Jogos históricos

Em 1988, Ruud Gullit tirou a invencibilidade do Napoli e pôs o Milan no caminho do scudetto

Bem antes de terem sido protagonistas de um duelo válido pelas quartas de final da Liga dos Campeões, em 2022-23, Milan e Napoli, travaram grandes duelos na segunda metade dos anos 1980. Foi justamente naquela época que a ferrenha rivalidade entre os times atingiu o seu ápice. Um destes memoráveis confrontos aconteceu na 13ª rodada da Serie A na temporada 1987-88 e representou o primeiro grande jogo do lendário Arrigo Sacchi no comando do Diavolo.
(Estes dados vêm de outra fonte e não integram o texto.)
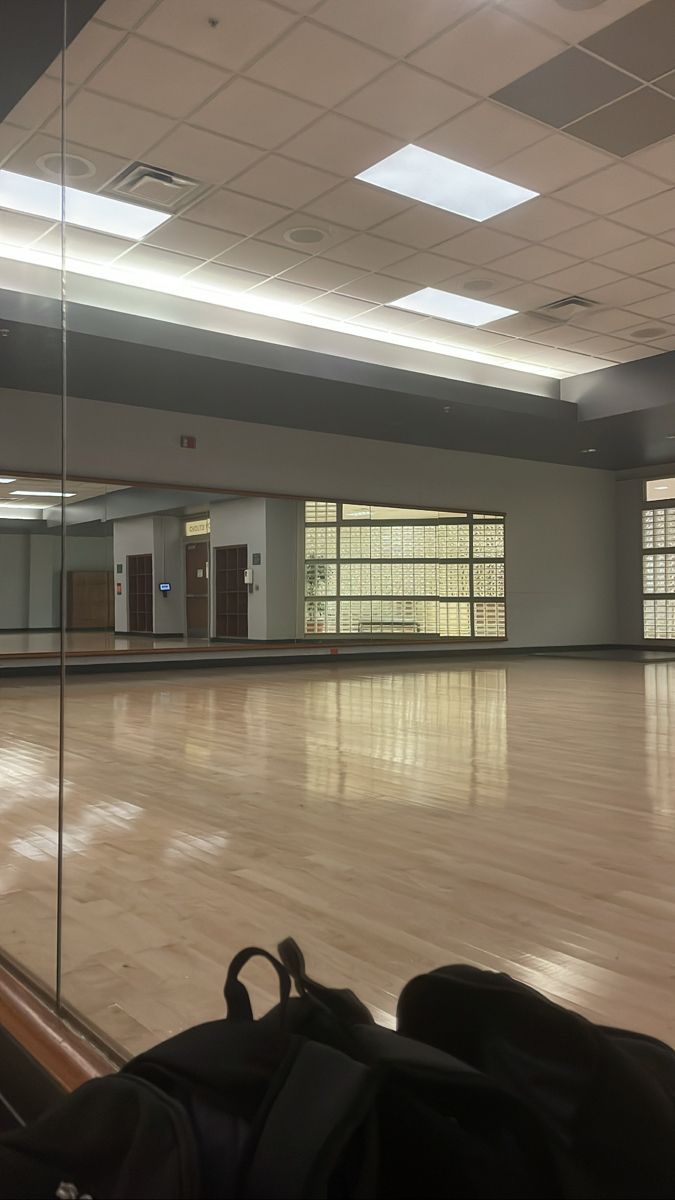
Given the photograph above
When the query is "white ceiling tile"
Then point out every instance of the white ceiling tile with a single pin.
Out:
(550, 163)
(225, 279)
(320, 273)
(333, 233)
(656, 215)
(278, 179)
(282, 292)
(581, 277)
(593, 239)
(202, 155)
(661, 306)
(84, 244)
(569, 21)
(368, 252)
(376, 288)
(533, 262)
(261, 257)
(11, 137)
(390, 319)
(37, 103)
(406, 102)
(159, 262)
(111, 125)
(658, 159)
(485, 135)
(481, 245)
(19, 229)
(124, 13)
(190, 238)
(423, 226)
(526, 297)
(611, 189)
(244, 29)
(625, 292)
(27, 162)
(641, 256)
(339, 307)
(87, 51)
(358, 204)
(662, 275)
(539, 220)
(395, 27)
(318, 65)
(256, 114)
(339, 144)
(156, 77)
(604, 346)
(487, 51)
(637, 352)
(426, 269)
(605, 321)
(239, 214)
Um ano antes, na temporada 1986-87, os dois times começaram o campeonato cotados como concorrentes ao scudetto. O Milan, no entanto, derrapou várias vezes até a reta final e os partenopei, regidos por Diego Armando Maradona, tiveram a regularidade necessária para vencerem pela primeira vez a Serie A, com uma vantagem de três pontos em relação à Juventus – 42 contra 39. Nos confrontos diretos entre os azzurri e os rossoneri, que ficaram na quinta posição, melhor para os campeões: um empate sem gols no San Siro e, no segundo turno, triunfo caseiro por 2 a 1.

Durante a janela de transferências, o Napoli buscou o goleador Careca, que viria a formar uma dupla memorável com Maradona. Já o Milan iniciava o segundo ano da gestão do presidente Silvio Berlusconi e passou por uma mudança profunda, a começar pelo treinador. Com a demissão de Nils Liedholm no fim da temporada anterior e a escolha por um jovem Fabio Capello para o papel de interino, estava claro que o Diavolo iria atrás de um novo técnico. E o dono do clube já tinha feito uma escolha ousada: Sacchi, que jamais comandara um time da elite italiana.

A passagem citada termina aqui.